I wanted to like this book. I wanted to LOVE it, truth be told. It had the earmarks of a great story, and one I could personally relate to on many levels. It’s about a writer (check) who gets the book deal of his life (check), only to have his wife drop a giant bomb on top of him (check) before going on a life-changing road trip (check and mate—the guy had me at hello, before his prose landed with a dull thud in my exploding brain). The immediate horror of actually reading the text, however, quickly destroyed any hopes I had of any kind of epiphany or even common experience, much less something that could hold my attention for more than ten minute intervals before I had to put the book down again.
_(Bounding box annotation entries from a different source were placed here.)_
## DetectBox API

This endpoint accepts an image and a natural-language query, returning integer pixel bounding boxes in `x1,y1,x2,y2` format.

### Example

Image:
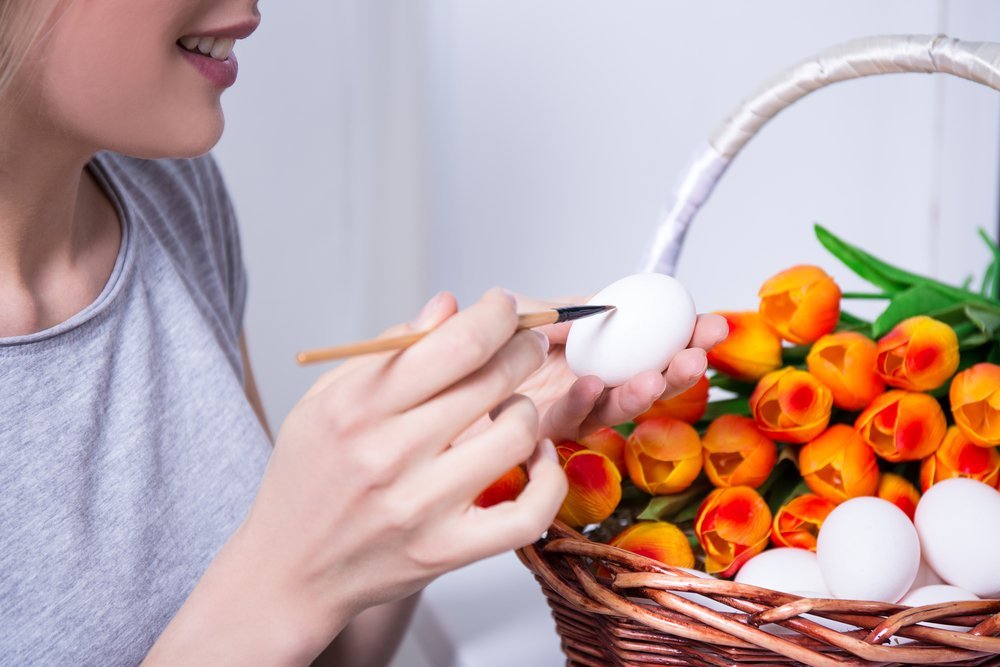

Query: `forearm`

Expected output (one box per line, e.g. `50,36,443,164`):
143,529,347,667
313,593,420,667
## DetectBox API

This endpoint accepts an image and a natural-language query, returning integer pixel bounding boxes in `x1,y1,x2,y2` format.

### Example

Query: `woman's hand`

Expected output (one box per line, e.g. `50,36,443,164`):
150,290,566,664
518,297,729,442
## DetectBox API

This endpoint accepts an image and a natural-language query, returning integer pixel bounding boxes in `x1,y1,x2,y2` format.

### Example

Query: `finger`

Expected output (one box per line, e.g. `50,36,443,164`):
360,289,520,414
539,375,604,442
663,347,708,398
593,370,664,426
431,394,538,506
403,330,548,448
688,313,729,350
460,440,567,560
304,292,458,398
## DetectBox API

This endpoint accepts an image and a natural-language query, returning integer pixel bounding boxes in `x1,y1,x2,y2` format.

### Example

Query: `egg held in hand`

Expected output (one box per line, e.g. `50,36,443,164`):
816,496,916,602
566,273,697,387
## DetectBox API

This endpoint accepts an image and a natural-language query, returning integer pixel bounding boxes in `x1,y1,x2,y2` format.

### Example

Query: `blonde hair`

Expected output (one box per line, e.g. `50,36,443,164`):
0,0,59,98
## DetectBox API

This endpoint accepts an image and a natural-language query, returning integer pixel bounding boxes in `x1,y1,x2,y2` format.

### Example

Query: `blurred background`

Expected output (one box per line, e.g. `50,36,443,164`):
216,0,1000,667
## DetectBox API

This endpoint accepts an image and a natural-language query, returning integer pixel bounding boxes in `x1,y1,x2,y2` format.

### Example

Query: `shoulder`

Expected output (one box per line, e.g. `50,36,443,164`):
95,153,246,340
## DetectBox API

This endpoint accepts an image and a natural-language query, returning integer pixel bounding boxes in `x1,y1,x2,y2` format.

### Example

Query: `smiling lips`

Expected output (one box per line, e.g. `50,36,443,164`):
177,35,238,88
177,35,236,61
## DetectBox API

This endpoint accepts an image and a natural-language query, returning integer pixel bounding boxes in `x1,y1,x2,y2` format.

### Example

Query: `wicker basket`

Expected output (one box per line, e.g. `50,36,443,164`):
518,35,1000,667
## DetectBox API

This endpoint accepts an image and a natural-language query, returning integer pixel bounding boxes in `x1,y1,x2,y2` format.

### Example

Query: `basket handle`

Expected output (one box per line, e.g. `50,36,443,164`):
641,35,1000,275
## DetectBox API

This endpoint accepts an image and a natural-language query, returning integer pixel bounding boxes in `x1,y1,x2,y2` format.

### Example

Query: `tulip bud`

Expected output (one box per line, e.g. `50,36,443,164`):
625,417,701,496
750,367,833,443
558,449,622,526
854,389,947,463
556,440,587,466
806,331,885,410
771,493,836,551
694,486,771,577
876,472,920,521
948,364,1000,447
473,466,528,507
580,428,626,475
757,265,840,345
708,311,781,382
635,375,709,424
875,315,958,391
609,521,694,568
701,415,778,488
920,426,1000,493
799,424,878,504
The (major major major) problem with this book is that almost none of it rings true, on any level whatsoever. We are presented with a main character who is a writer that has a friendship with his powerful (stereotyped) agent (a lesbian named Jane—see?) who is about as smart as a bucket of hair. Example exchange:

“No one remembers the writers in today’s society. Just the actors. “Animal House,” who wrote it Jane?” [I have no idea what is going on with the punctuation in this line of dialog.]

She thought for a few seconds.

“See?”

“Belushi? Akroyd? Matheson?” she guessed. [Yes, everyone thinks the main actors in a film are also the writers, especially previously noted-as-intelligent literary agents.]

“Wrong on all three. If you were a baseball player, you would have struck out.”

Jane had been one-upped. She didn’t like that, but she admired this guy’s guts. He was going to be a great client. [WTF?]

“It was Doug Kenney,” said Aaron. [Moffie’s bold.]

“Who?” Everyone at the table said at the same time.

Boy did Aaron wish he were playing Jinx. [He actually TEACHES the ‘game’ of [J]inx to Jane’s assistant, with whom he has sex the night he meets her, after absolutely no explanation AT ALL of how he could be so deft as to bed a woman he just met after being supremely betrayed by his wife of more than two decades.]

Boy, is this guy going to be a great writer
, Jane thought to herself. [Yes, and we can all see how she so obviously came to such a resounding conclusion.]

The preceding 120 or so words just about sums up everything that is wrong with this novel. It reads like a writer’s dream of being acknowledged more than actually resembling anything close to real life within its 300+ pages. If you are going to open a book about a guy getting a book deal worth a hundred grand, who is about as smug as any bastard ever portrayed in the pages of any novel ever—let alone in the annals of self-publishing, as the writer portraying such incidents you need to do something to make the reader agree that the protagonist actually deserves such a windfall. There is nothing resembling that here, unless you count a halfwit of an agent thinking he is going to be a great writer because he knew who wrote the screenplay for Animal House. Furthermore (sorry I am beating this into the ground, people, but I have word count to achieve), the main emotional striking points one would expect from a book on such resounding emotional subject matter (man is betrayed by wife with his own brother) are completely absent. I’m not saying that everyone would have the same reaction to this kind of life-altering situation, but Moffie doesn’t explore it at all. It’s as though he uses this set-up merely as a convenient excuse to send his protagonist on what he (the writer) considers to be a witty road trip beginning in “Pennsly-fucking-vania” (his spelling, and one which drove me about insane after seeing it misspelled for the 50th time in the same number of pages). For the record: it is spelled Pennsylvania, which, for anyone taking notes, literally means “Penn’s Woods.” Yes. Sylvania, Mr. Moffie, means woods. I’d put that in bold, but I don’t want to come across as too witty. God knows it might take away from the point of this review.

In its defense, however, the book does seem like it could (possibly) be appealing to Baby Boomer men who don’t read a lot—No Mad contains many classic rock references, and they are all in bold so that once the satisfied reader has completed his task, he can then flip through the book looking for bold print, and then make himself a nice little i-tunes compilation to take him back through the magical mystery that is No Mad. There’s a market for pet rocks and bottled air, so I would be remiss to think that there cannot exist someone out there who could like this book.